El soviético Lev Yashin fue un fenómeno debajo de los tres palos Autor: EFE Publicado: 27/12/2018 | 09:54 pm
Un portero llora. La pelota, estrella fugaz que apenas ve, golpea las redes, iracunda, y provoca un delirio sin comparación. Todos ríen, mientras él, con la impotencia opacando sus ideas, seca sus lágrimas con pudor. No quiere que nadie lo vea. Nadie lo ve, de hecho. Encerrado entre los tres palos, acapara tan pocas miradas que, ni siquiera cuando la pelota lo vence, deja de ser una figura irrelevante a los ojos del aficionado.
A la gente le interesan los goles, y el portero, villano confeso, se dedica a evitarlos. Sumergido en una soledad aterradora, aguarda por la oportunidad de lucirse en alguna jugada de gol, pero a la vez agradece que nadie le inquiete. Por eso también esconde bajo el uniforme una figura sorprendentemente paradójica.
El fútbol es un gran deporte. Una religión, además. La única que no entiende de ateos, diría Galeano. Incomprensible que —maldito absurdo— guarde casi toda su ingratitud para aquel lejano ser atado al arco. Desde el inicio, cuando se ideó el gol como su momento de máxima tensión, supo que situar a alguien para evitarlo sería una tortura tácita.
Es entonces cuando el gigante se erige y salva a su equipo. Vuela por los aires y saca a la gente las manos de sus bolsillos, las coloca en sus cabezas y les alivia el alma. Evita el gol, frustra la alegría de mucha gente, el orgasmo del fútbol, pero defiende a los suyos y comienza a ser venerado. Entonces cambia su rol secundario al de héroe.
Todo ser humano tiene el poder de la revancha. Fallas y la vida te da la oportunidad de resarcirte.

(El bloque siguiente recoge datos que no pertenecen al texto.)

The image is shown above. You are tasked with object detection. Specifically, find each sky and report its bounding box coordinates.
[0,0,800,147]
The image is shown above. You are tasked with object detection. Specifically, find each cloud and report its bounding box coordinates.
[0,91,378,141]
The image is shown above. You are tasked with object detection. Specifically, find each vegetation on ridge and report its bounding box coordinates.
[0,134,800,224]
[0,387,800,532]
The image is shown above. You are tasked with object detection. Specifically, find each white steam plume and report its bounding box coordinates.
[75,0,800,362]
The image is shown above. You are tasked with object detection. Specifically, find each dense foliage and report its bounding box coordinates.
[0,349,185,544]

Sin embargo, la sicología del portero difiere de la del resto de los jugadores. Está preparado para cualquier tipo de situaciones. Un error no puede derrumbarlo. Sabe que, unos minutos después, podrá enmendar su pifia. Hay conjeturas que parecen infalibles y esta es una de ellas.

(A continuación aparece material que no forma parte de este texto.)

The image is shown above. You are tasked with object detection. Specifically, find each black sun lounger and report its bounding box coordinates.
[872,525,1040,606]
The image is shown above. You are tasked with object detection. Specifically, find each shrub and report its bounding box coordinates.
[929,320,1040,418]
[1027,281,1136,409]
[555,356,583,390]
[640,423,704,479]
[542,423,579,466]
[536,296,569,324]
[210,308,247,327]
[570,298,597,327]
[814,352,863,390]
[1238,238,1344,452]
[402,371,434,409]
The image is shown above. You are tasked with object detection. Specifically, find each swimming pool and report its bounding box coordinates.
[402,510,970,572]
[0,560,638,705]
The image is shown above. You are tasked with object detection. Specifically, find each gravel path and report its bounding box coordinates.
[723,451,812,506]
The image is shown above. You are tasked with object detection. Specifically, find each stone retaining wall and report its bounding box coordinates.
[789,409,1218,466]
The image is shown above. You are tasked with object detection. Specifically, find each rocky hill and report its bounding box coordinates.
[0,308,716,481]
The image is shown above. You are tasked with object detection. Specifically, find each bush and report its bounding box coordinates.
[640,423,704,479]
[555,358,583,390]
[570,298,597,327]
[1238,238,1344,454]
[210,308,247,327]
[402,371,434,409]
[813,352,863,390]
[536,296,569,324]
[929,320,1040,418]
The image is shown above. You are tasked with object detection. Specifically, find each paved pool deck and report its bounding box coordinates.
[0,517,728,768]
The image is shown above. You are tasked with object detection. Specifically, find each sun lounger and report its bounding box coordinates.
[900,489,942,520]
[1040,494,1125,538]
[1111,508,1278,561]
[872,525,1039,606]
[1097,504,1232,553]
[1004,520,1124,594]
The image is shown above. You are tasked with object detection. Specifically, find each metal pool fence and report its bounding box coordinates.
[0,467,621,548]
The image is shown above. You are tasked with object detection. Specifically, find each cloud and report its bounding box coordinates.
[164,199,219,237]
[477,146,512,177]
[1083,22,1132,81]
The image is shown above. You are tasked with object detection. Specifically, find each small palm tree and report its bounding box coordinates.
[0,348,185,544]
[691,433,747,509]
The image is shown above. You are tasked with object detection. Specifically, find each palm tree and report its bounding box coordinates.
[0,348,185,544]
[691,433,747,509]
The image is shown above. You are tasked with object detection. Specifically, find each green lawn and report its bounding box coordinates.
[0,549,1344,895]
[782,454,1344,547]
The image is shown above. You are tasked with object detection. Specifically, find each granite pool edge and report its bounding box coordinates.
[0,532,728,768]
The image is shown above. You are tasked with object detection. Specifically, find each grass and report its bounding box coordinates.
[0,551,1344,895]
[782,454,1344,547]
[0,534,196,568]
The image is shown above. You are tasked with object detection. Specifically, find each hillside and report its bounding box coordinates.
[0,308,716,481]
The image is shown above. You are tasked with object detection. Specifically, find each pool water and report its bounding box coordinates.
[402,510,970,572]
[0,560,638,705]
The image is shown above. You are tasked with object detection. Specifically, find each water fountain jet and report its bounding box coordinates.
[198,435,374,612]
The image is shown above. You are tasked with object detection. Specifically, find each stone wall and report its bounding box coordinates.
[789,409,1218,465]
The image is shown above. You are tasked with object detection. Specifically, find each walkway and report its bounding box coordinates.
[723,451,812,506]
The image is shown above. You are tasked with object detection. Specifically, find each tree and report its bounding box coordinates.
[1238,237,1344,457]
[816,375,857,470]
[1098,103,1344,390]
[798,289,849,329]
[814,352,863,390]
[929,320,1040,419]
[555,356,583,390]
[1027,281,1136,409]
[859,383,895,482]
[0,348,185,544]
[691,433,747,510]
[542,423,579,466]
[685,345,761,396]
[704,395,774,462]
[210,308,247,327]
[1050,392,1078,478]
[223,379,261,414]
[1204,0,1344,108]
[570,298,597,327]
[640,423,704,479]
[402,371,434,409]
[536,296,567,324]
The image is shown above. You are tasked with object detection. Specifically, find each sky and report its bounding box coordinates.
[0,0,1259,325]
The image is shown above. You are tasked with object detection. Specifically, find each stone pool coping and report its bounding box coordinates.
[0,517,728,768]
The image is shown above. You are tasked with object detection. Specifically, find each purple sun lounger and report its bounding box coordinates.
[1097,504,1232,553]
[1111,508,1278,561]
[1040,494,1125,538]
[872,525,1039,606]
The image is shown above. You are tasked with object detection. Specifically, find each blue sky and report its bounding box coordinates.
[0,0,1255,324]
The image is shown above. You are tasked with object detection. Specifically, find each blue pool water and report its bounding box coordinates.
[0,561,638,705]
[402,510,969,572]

La estética que rodea la pelota es incomparable. Un caño, una gambeta, una espaldinha, elásticas, pinchaditas, sombreros… una atajada. Ser arquero no es cosa fácil. Sacas 20 pelotas de gol y si fracasas en una perece tu figura a los ojos de la gente. Vives en el vórtice del huracán. Ganas poco y pierdes mucho. Luchas contra la quintaesencia del espectáculo.
Todo parece un despropósito. Sin embargo, el portero encierra una alta dosis de magia. Cuando parece que pierde tu equipo, aparece él y les estropea la fiesta a los contrarios. Es, casi siempre, el más alto y el de más reflejos. Observa el juego desde un lugar privilegiado. Guardián de la cabaña, pone sus dotes en beneficio del resultado. Moriría, si eso significa que su valla no caerá.
Puede que parezcan irrelevantes, pero ahora que lo pienso, algo me dice que si la vida me hubiera dado el privilegio de jugar fútbol decentemente, hubiese sido portero.